What appears to be difficult and certainly not mainstream is quite simple. First, you must accept my belief that leadership belongs to all of us. The essence of leadership is about making responsible choices.
Then the issue becomes how do we communicate this sense of ownership (leadership) within the organization? What role do we as leaders play in creating an environment where employees take responsibility for success and failure, not only for their respective work groups, but more importantly for themselves and each other?
Leaders need to act more like a teacher than a boss. They have to help employees confront difficult questions, issues and challenges as they seek the right answers. By focusing on behavior, leaders create an environment in which candidness, courage and caring about the company become every employee’s responsibility.
How do we do that? As leaders we must help our employees find within themselves the courage and clarity to lead others. This is central to organizational success.
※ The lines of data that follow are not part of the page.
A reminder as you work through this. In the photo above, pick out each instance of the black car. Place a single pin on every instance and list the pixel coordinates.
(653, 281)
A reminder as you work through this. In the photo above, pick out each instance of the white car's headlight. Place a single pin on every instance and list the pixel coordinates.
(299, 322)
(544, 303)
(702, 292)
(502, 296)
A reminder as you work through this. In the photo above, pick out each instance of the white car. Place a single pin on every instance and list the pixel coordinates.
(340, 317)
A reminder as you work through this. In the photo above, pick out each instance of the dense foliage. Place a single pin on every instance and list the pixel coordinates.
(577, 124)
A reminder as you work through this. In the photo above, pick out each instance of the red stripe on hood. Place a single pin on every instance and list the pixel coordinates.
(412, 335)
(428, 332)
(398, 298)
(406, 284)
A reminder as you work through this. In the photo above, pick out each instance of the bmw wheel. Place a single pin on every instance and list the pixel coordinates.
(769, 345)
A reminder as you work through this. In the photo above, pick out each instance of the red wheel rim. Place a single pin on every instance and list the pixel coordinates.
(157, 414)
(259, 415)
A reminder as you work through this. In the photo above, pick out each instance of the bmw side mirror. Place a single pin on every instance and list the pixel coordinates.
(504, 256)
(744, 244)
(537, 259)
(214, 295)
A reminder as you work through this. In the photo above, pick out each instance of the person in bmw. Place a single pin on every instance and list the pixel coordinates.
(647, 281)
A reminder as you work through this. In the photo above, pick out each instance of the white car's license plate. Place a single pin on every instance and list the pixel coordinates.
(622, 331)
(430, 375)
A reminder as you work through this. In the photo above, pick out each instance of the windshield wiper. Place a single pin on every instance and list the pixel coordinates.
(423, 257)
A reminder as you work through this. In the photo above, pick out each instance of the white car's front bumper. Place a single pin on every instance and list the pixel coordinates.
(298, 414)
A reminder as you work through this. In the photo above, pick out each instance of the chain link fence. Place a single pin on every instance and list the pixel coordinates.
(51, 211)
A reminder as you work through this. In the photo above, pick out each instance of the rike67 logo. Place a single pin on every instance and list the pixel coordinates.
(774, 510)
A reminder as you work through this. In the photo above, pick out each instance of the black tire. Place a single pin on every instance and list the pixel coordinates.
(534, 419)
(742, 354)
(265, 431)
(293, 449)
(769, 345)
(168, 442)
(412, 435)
This is where the magic begins. Great leaders create leaders, not followers. As we communicate our expectations of others, we influence their expectations of themselves. When we expect our employees to act and behave as leaders, they fulfill these expectations.
How powerful is peer to peer influence? I’ve had the opportunity to work with a number of college athletes, and in particular, captains of varsity athletic teams. I’m constantly reminding them that the “C” on their chest does not stand for “Captain,” but rather “Courage” and that they have significant influence on their peers, more than anyone else, including their coaches, if and when they fully commit to a leadership role.
When we create an environment that encourages employees to find within themselves the courage to lead others, then and only then, will they understand that by shaping the destiny of the organization by taking ownership, they will in turn establish their own standards of performance.
You see, top performance belongs to everyone.